In summary, we find a Th1-biased IFN-γ dominant cellular immune response after SARS-CoV-2 infection in both CD4+ and CD8+ subsets, although some persons have an unusual IL-4-producing CD8+ T cell population of unclear significance. CD8+ T cells predominately target nucleocapsid and those responses appear to be more durable compared to targeting of spike or matrix; no responses were seen against envelope. Vaccination of previously infected persons specifically boosts memory responses against spike, and generates new responses in previously uninfected persons that resemble those from infection. These results provide greater clarity on CD8+ T cell targeting, breadth, and persistence. Inclusion of nucleocapsid in vaccines may allow even broader and longer-lived cellular immune protection against COVID-19 to combat ongoing viral evolution in the pandemic.

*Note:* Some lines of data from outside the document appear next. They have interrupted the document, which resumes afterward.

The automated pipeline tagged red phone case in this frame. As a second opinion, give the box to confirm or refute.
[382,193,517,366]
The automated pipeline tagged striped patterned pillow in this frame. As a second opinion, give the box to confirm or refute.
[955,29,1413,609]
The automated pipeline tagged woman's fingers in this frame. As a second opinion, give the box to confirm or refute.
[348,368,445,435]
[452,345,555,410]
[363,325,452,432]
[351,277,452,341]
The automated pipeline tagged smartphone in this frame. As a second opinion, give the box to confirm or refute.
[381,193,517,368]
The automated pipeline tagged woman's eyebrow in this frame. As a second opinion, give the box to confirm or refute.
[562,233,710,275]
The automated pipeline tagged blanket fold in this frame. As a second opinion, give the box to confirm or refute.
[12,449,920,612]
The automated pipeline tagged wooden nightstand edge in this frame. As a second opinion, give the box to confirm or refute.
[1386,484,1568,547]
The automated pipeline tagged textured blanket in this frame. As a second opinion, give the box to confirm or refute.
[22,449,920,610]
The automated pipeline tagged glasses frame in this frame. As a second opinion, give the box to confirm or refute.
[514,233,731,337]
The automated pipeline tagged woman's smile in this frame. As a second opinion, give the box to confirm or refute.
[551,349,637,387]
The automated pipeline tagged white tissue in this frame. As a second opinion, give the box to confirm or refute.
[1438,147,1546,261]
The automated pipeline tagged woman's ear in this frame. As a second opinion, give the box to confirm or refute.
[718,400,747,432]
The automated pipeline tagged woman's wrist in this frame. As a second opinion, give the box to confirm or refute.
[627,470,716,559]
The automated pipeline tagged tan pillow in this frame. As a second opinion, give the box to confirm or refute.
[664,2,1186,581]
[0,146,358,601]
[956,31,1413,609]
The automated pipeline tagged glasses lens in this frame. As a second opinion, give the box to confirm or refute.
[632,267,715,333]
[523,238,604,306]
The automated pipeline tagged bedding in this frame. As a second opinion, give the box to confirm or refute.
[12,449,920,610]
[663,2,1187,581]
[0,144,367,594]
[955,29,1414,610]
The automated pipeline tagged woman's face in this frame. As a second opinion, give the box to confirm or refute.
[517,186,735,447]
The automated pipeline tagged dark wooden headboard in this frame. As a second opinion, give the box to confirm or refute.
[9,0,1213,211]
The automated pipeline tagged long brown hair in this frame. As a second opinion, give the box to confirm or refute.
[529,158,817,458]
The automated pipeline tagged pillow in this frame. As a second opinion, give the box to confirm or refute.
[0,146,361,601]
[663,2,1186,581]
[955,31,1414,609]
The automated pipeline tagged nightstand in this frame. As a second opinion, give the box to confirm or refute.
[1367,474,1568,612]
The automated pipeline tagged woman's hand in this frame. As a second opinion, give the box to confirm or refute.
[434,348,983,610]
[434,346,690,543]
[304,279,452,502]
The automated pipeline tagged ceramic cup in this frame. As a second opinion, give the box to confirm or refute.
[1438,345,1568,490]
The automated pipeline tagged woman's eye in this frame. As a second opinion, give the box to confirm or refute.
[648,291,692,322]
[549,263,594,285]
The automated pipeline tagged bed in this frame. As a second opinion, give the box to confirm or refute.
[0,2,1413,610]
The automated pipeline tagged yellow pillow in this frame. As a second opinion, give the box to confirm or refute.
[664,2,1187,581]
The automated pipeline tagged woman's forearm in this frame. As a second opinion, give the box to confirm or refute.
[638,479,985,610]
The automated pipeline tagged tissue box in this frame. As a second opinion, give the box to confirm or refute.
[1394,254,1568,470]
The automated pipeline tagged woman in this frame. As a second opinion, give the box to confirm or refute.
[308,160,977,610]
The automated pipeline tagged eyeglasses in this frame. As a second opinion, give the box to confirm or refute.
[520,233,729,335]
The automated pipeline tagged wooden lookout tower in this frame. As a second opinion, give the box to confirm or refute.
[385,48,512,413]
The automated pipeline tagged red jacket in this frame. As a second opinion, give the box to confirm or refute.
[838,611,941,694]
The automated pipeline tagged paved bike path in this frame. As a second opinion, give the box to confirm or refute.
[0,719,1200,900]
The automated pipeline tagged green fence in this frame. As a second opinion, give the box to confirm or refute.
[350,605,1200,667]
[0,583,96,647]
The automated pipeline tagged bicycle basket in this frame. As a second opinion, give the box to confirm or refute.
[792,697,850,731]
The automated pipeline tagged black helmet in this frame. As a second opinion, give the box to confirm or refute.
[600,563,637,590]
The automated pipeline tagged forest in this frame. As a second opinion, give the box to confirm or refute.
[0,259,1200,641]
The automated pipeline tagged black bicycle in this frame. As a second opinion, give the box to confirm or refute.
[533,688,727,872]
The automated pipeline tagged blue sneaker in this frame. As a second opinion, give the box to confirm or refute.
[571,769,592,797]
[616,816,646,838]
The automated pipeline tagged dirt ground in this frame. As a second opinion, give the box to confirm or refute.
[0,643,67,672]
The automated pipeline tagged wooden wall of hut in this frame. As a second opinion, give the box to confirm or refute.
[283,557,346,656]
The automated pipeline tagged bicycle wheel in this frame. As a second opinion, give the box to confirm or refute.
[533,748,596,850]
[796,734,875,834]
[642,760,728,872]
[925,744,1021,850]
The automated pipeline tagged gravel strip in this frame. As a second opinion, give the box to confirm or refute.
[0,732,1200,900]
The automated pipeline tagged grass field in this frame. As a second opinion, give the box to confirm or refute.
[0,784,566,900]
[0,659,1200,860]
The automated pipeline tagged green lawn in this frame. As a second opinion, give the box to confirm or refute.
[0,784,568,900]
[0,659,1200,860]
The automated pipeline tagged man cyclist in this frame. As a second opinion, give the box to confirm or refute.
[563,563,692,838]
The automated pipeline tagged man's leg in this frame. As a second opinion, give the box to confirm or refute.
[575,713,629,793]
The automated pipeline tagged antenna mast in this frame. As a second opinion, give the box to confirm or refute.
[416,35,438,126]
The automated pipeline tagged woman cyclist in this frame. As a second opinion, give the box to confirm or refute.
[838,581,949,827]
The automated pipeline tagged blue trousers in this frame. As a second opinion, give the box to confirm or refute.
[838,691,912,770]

Data Availability Statement
The original contributions presented in the study are included in the article/ Supplementary Material , further inquiries can be directed to the corresponding author.
Ethics Statement
The studies involving human participants were reviewed and approved by UCLA Institutional Review Board. The patients/participants provided their written informed consent to participate in this study.
Author Contributions
Overall study conceptualization: OY. Study design: ET, CH, FI, JF, PK, KF, NT, AR, GA, and OY. Conducting experiments: ET, CH, FI, and MH. Data analysis: ET, CH, FI, and OY. Providing reagents: JF, KF, NT, AR, and GA. Primary writing of the manuscript: ET and OY. Reviewing and revising the manuscript: ET, CH, FI, MH, JF, PK, KF, NT, AR, GA, and OY. All authors contributed to the article and approved the submitted version.
Funding
Funding was provided by AIDS Healthcare Foundation and private philanthropic donors (including William Moses, Mari Edelman, Beth Friedman, Dana and Matt Walden, Kathleen Poncher, Scott Z. Burns, and Gwyneth Paltrow and Brad Falchuk), with additional infrastructure support from the UCLA AIDS Institute Center for AIDS Research (NIH grant AI028697), James B. Pendleton Trust, and McCarthy Foundation. Ancillary support was provided by Thermo Fisher (represented by Russ Pong), who provided access to the Attune Flow Cytometer and gifted fluorescent tagged antibodies. We appreciate the collaboration of Lisa Kelly and Irene Trovato with HyClone products from Cytiva (Logan, UT, www.Cytiva.com). The funders were not involved in the study design, collection, analysis, interpretation of data, the writing of this article or the decision to submit it for publication.
Conflict of Interest
The authors declare that the research was conducted in the absence of any commercial or financial relationships that could be construed as a potential conflict of interest.
Publisher’s Note
All claims expressed in this article are solely those of the authors and do not necessarily represent those of their affiliated organizations, or those of the publisher, the editors and the reviewers. Any product that may be evaluated in this article, or claim that may be made by its manufacturer, is not guaranteed or endorsed by the publisher.
Acknowledgments
We are grateful for the generous participation of the individuals who gave their blood samples for this work.